**Content Defined Chunking**

|  |  |
| --- | --- |
| **Axis** | Max chunk size |
| **Challenge** | Tradeoff between varying chunk and window sizes and throughput of CDC |
| **Opportunity** | The smaller the max chunk size, the les number of bits that need to be used in the rolling hash computation. The time required per hash computation is independent of the rolling window size, since we use a rolling hash function. |
| **Continuum** | Reducing max chunk size allows the creation of more chunks and increases the number of SHA and LZW computations |
| **Equation for Benefit** | *Chunk Size = c1 \* (1 / SHA comparisons)*  *Chunk Size = c2 \* (1 / LZW codes)*  *Chunk Size = c3 \* (# of chunks)* |

|  |  |
| --- | --- |
| **Axis** | Multiple CDC compute units |
| **Challenge** | Improving throughputs of chunks created from input stream.

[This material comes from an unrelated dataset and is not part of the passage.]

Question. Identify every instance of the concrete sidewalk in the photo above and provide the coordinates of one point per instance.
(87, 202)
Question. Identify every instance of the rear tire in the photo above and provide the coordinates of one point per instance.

Ideally linear increase in throughput as we add more CDC units. |
| **Opportunity** | The chunks generated from the split stages can only be utilized by further stages of the pipeline in a FIFO manner of the chunks |
| **Continuum** | The chunkable data stream would reduce thus creating more overhead in LZW compression. |
| **Equation for Benefit** | *Total throughput = (# of CDC Modules) \* (Throughput of Individual CDC modules)* |

|  |  |
| --- | --- |
| **Axis** | Using vectors to reduce Initialization Interval of the pipeline |
| **Challenge** | Improving throughput by leveraging data level parallelism |
| **Opportunity** | Data inside the CDC is processed in a bitwise manner, and there is no data independent operation. The start of one chunk depends on the end of the previous chunk. |

|  |  |
| --- | --- |
| **Axis** | Optimizing memory accesses |
| **Challenge** | Alleviating duplicate DRAM accesses which can bottleneck the FPGA. Use caches to prevent DRAM access penalties. |
| **Opportunity** | If the same computation is repeated multiple times it can be efficient to cache the result of the computation. As an example, the SHA computation requires arithmetic operations which can be reused across passes. |
| **Continuum** | Use local registers for intermediate storage of computations. |
| **Equation for Benefit** | *Eliminate clock cycles associated with redundant memory accesses.* |

|  |  |
| --- | --- |
| **Axis** | Splitting up the computation between FPGA and CPU resources |
| **Challenge** | Splitting up the CDC functionality between the FPGA and CPU resources |
| **Opportunity** | Exploiting data level parallelism using the CPU vector engine. CPU computations can benefit from caches and higher clock speeds, whereas FPGA computations offer application specific hardware based on their configuration. |
| **Continuum** | Which stages of the CDC computation will get split between CPU cores, and FPGA hardware. |

**SHA Hash**

|  |  |
| --- | --- |
| **Axis** |  |
| **Challenge** |  |
| **Opportunity** |  |
| **Continuum** |  |
| **Equation for Resources** |  |

|  |  |
| --- | --- |
| **Axis** | Throughput; chunk size; number of chunks; input size; II; memory |
| **Challenge** | Improving the throughput; optimizing the II |
| **Opportunity** | Parallelism with LZW; pipelining; multiple-threads parallelism |
| **Continuum** | Range from 1 to *number\_of\_chunks* hashes |
| **Equation for Benefit** | *N* threads parallelism: *T(N)=T(1)/N;*  Parallelism with LZW: *T=max(T\_SHA, T\_LZW)* |
| **Equation for Resources** | Resource(*R*)=*R\*single\_threshold\_resource* |

Deduplication:

|  |  |
| --- | --- |
| **Axis** | Throughput; input size; memory; chunk size; hashmap; hashes |
| **Challenge** | Improving the throughput; dependency on SHA256; |
| **Opportunity** | Parallelism |
| **Continuum** | Range from 1 to *number\_of\_chunks* hashes |
| **Equation for Benefit** | Running *N* storing in parallel: *T(N)=T(1)/N* |
| **Equation for Resources** | Resources(*R*)= *R\*single\_storage\_resource* |

LZW:

|  |  |
| --- | --- |
| **Axis** | Throughput; input size; memory; pointers; encoding; II |
| **Challenge** | Improving the throughput; optimizing the II |
| **Opportunity** | Parallelism with SHA; apply parallelism in LZW; pipelining |
| **Continuum** | Range from 1 to input\_size comparisons and memory lookup |
| **Equation for Benefit** | Running *N* comparison and lookup in parallel: *T(N)=T(1)/N* |
| **Equation for Resources** | Resources(*R*)= *R\*(single\_comparison\_resource+single\_lookup\_resource)* |

Communication/integration:

|  |  |
| --- | --- |
| **Axis** | Data rate among operations; input size; memory; hashmap; chunk size; pipeline |
| **Challenge** | Improving the data rate; data dependency |
| **Opportunity** | SHA and LZW may run in parallel |
| **Continuum** | All the data transmission processes |
| **Equation for Benefit** | Parallelism with LZW: *T=max(T\_SHA, T\_LZW)* |
| **Equation for Resources** | Resource = *Resource\_SHA*+*Resource\_LZW* |